Earth Day‘The cyclists, torch wavers, camera operators and production crew wore Sennheiser RS 110 wireless headsets, using the same batteries as the RS 120s, with the audio feed sent out on a separate G3 IEM system which included the director microphone to co-ordinate the production and power requirements,’ McCarron says.

‘The show was mixed via a Dante Network card, which handled all the inputs and outputs for microphones, VT feeds, broadcast and ‘The Gloves’ – Imogen’s unique, high-tech system that involves sensors, synths and microphones that free her from her keyboards and laptops, using her movements to shape the sounds.’

‘In terms of the sound, we did everything as we normally would,’ Kamalagharan adds. “The change was primarily in our mental approach - we opted wherever possible for low-power equipment, we were very diligent in only using power when it was necessary and turning things off when they weren’t needed.

‘The biggest issue was making sure that we had enough power at any given time. It was mainly a case of keeping the solar batteries topped up for the monitoring, headsets and comms. We achieved this by having a huge array of solar panels in the field that generated a significant amount of power, despite dreadful weather.’

Running a bio diesel generator for ten hours overnight before the show – and burning 100 litres of recycled chip fat – satisfied the rest of the power requirements and everyone involved was very pleased at the event’s unqualified success.

‘The benefits of “silent” delivery are really highlighted by an event that has this type of environmental ethos,’ says McCarron. ‘Reducing the noise impact is an obvious positive, but there are other benefits in terms of audio quality.

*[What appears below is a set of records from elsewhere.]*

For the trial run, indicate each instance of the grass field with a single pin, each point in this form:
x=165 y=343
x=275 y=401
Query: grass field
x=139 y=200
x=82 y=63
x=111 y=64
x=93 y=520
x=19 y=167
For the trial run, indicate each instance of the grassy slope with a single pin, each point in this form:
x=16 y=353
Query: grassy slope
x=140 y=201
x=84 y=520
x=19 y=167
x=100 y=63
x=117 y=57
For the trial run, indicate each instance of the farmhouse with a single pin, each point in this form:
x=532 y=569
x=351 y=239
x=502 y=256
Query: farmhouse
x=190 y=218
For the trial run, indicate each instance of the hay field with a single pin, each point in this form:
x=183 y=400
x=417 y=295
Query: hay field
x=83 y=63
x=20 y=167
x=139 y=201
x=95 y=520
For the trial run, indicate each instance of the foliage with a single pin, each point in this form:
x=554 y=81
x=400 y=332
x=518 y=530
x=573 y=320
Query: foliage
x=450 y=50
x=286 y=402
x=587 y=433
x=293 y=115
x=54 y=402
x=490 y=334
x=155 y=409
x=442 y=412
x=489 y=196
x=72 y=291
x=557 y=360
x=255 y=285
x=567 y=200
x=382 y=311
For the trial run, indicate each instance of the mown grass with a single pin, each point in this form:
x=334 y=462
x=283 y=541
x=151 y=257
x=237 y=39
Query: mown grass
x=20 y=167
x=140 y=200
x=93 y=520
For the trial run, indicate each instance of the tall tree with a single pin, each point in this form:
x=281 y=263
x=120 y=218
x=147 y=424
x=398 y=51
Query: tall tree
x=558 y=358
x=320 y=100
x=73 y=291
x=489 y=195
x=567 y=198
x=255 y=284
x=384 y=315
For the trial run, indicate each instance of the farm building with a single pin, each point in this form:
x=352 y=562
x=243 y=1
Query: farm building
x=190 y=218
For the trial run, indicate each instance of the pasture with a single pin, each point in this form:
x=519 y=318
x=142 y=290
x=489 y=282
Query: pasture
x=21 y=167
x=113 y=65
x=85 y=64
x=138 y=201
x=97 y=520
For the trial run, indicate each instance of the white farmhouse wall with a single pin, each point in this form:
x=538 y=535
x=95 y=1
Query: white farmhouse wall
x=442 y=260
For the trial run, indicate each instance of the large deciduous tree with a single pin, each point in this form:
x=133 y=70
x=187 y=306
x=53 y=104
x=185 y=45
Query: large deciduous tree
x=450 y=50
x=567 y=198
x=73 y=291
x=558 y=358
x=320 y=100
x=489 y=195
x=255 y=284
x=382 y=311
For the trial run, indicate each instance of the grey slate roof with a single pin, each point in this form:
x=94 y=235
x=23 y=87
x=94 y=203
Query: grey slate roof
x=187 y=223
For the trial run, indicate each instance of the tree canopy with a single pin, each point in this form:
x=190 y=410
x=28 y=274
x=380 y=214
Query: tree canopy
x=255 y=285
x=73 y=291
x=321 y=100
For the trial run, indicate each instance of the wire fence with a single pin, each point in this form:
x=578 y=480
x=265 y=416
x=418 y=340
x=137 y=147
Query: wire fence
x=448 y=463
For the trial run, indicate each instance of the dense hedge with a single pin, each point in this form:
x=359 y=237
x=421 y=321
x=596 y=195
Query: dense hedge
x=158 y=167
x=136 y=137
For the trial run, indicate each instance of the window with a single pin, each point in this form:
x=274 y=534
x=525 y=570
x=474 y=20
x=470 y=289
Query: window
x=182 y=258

‘The stereo image and instrument placement becomes more recognisable than with a conventional speaker system, vocals are clearer and there’s no noisy punters chatting over the performance to annoy those who want to listen attentively. And we don’t intend to stop at that - we’re constantly searching for the best way to make a personal emotional attachment to each listener.

‘We are enjoying a blossoming relationship with Fruit Pie and Imogen and we also have a great relationship with Sennheiser,a with whom we’re working on a few ideas. The support we have had since last year has been amazing and it’s been refreshing to see a big company open up to new and seemingly crazy ideas.

‘Sennheiser provided fantastic support to us to help the event achieve its aims and a big thanks goes to Phil Cummings, who has looked after us for the past year. It’s clear that, by working together, Silentgig and Sennheiser can help promoters and artists reduce the social and environmental impact of events, but only if they consider us an alternative to convention.’

‘It was an extremely interesting challenge,’ Kamalagharan adds. ‘With hindsight, we used less of the solar batteries than anticipated and, with another one or two solar generators and a bit better weather, we would not have had to use the bio-diesel generator at all.

‘We pulled off a spectacular event with the lowest powered gear available and there was no obvious difference in quality. It was a huge team effort and everyone did their bit to make it a success.’

With Imogen Heap keen to tour the green touring and ‘silent gig’ concepts in 2013, this could be the beginning of a revolution in concert touring.